Un fotogramma degli scontri tra tifosi del Napoli e della Roma (Ansa)

gogna all'italiana

Il Far West di pseudo tifosi sull'A1 è incivile, ma il rigurgito manettaro è peggio

Francesco Stocchi

Alla notizia di non convalida dei primi arresti, numerosi giornali hanno definito la notizia scandalosa, parlando di “manica larga” del giudice, di “cavilli che salvano gli ultras”. Un malcostume che porta a invocare punizioni esemplari per responsabilità penali ancora tutte da chiarire e che non ha mai prodotto grandi soluzioni

Domenica scorsa circa 300 facinorosi riconducenti alle tifoserie di Roma e Napoli se le sono date di santa ragione in mezzo a una corsia dell’A1, nei pressi dell’area di servizio di Badia al Pino (Arezzo). La presenza di coltelli, bastoni, bengala, picconi addirittura, fa pensare a un atto premeditato, se non addirittura concordato, tra due fazioni antagoniste che si fronteggiano regolarmente da oltre vent’anni. Chi governa, ricuce oppure esaspera questi dissapori? Chi è al comando di simpatie o rivalità tra due popoli di tifosi? Gli ultras, la minoranza loquace del tifo, che stanno alla tifoseria come i black bloc stanno ai manifestanti No global, o come i raver ai frequentatori di discoteche. Gruppi di persone che si portano al di fuori dei confini circoscritti fondendo i propri interessi con uno stile di vita che ne determina i comportamenti, le frequentazioni quotidiane, l’abbigliamento, i codici di linguaggio.

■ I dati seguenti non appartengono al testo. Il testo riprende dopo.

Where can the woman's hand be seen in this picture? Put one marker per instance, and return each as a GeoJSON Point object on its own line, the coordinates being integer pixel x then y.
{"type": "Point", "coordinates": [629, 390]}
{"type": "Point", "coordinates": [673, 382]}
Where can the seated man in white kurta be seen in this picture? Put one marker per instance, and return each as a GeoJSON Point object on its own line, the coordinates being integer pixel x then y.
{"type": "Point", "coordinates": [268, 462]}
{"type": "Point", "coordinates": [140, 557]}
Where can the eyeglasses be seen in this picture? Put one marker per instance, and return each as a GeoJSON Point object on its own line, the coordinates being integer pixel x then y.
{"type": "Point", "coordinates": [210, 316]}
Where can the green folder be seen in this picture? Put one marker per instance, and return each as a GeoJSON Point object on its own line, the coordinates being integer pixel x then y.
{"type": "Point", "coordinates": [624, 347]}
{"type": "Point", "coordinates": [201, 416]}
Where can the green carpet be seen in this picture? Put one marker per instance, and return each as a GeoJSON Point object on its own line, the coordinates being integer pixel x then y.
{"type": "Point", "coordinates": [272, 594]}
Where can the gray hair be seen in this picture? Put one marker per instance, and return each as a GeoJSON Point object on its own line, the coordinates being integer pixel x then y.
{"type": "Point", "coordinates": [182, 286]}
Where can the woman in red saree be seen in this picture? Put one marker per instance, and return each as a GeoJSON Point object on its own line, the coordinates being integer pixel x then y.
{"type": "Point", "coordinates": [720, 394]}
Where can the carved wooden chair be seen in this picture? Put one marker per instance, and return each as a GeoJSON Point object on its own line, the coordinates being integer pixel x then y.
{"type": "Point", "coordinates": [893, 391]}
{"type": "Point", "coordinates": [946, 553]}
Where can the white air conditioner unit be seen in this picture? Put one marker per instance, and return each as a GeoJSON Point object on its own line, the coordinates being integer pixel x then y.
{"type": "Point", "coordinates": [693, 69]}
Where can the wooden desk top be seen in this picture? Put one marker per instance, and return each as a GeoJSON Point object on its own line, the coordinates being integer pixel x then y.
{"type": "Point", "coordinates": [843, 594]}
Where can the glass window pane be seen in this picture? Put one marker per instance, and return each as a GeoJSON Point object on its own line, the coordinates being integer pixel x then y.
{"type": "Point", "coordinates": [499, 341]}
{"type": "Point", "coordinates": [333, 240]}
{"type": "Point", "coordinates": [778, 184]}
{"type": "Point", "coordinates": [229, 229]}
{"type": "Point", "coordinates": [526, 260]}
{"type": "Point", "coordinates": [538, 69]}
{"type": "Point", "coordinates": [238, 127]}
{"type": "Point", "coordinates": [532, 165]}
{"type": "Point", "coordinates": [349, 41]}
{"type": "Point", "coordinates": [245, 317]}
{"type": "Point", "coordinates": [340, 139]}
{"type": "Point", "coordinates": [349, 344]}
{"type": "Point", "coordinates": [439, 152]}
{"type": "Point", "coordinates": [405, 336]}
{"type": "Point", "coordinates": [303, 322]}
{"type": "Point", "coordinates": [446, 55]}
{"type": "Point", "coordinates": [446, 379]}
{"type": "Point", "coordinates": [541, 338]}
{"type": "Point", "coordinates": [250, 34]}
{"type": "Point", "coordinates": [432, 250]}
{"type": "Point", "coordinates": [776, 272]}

Ciò che accomuna questi gruppi così disparati fra loro che fanno di atteggiamenti estremi, spesso delinquenziali, la cifra identitaria di un’aderenza totalizzante alla “causa”, è una rivendicazione di sfogo contro le evoluzioni (qui viste come involuzioni) moderne della società. Dei nostalgici arrabbiati la cui dinamica di gruppo conferisce status di tribù organizzate. Sottoculture, difficilmente penetrabili se non si viveva l’esperienza in presa diretta, che con l’avvento della comunicazione digitale, dei social media si trovano in una nuova fase identitaria.

 

I fatti criminali di domenica scorsa non solo sono stati teatro di un regolamento di conti interno ma hanno anche messo a repentaglio la sicurezza dei viaggiatori, bloccando una delle principali arterie del paese. Fatti sicuramente inaccettabili ma la gestione dell’episodio e le relative reazioni sulla stampa aprono a due considerazioni. Alla notizia di non convalida dei primi arresti, numerosi giornali hanno definito la notizia scandalosa, parlando di “manica larga” del giudice, di “cavilli che salvano gli ultras”. La tendenza giustizialista di “sbattere il mostro in prima pagina” come si suol dire, così cara agli organi di stampa nostrani, ha forse fatto vendere qualche copia in più ma di rado ha prodotto buoni risultati.

 

Successe con Tortora, con Amanda Knox e con numerosi altri imputati che hanno dovuto difendersi prima dall’opinione pubblica che dalla magistratura. Un malcostume che porta a invocare punizioni esemplari per responsabilità penali ancora tutte da chiarire. Lorenzo Contucci, avvocato di difesa, ci dice che “si confondono i cavilli con la Costituzione, in realtà mancavano i criteri di urgenza e impossibilità di effettuare l’arresto sul posto. Non è la polizia ma solo il giudice che può limitare la libertà di una persona”. Le indagini andranno avanti, i responsabili, la maggior parte dei quali già noti alle forze dell’ordine, verranno indagati e perseguiti come è doveroso che avvenga in un stato di diritto. Quello che si dovrebbe evitare in caso di disastro ricorrente è la consueta ricerca del capro espiatorio.

La seconda riflessione riguarda una non adeguata gestione dell’ordine pubblico che avrebbe invece impedito un evento prevedibile. La presenza di 6-8 agenti della Stradale e la decisione sbagliata di bloccare le uscite dell’autostrada, fermando i napoletani alla stazione di servizio in attesa del passaggio dei romanisti si è dimostrata scellerata. Oggi si riunisce l’Osservatorio per le manifestazioni sportive del Viminale. Si prevedono misure restrittive esemplari, anche repressive ma sono misure che denotano una tale difficoltà di gestione delle manifestazioni pubbliche fino a impedirle. Come nel caso della tragica morte in piazza a Torino in occasione di una finale trasmessa sui megaschermi. La soluzione fu impedire i raduni in piazza, piuttosto che ammettere delle falle organizzative e prendersi carico delle responsabilità organizzative di gestione di flussi di persone. Sarebbe semplice gestire l’ordine pubblico con un pizzico di pragmatismo, invece si preferisce abdicare, o almeno così sembra.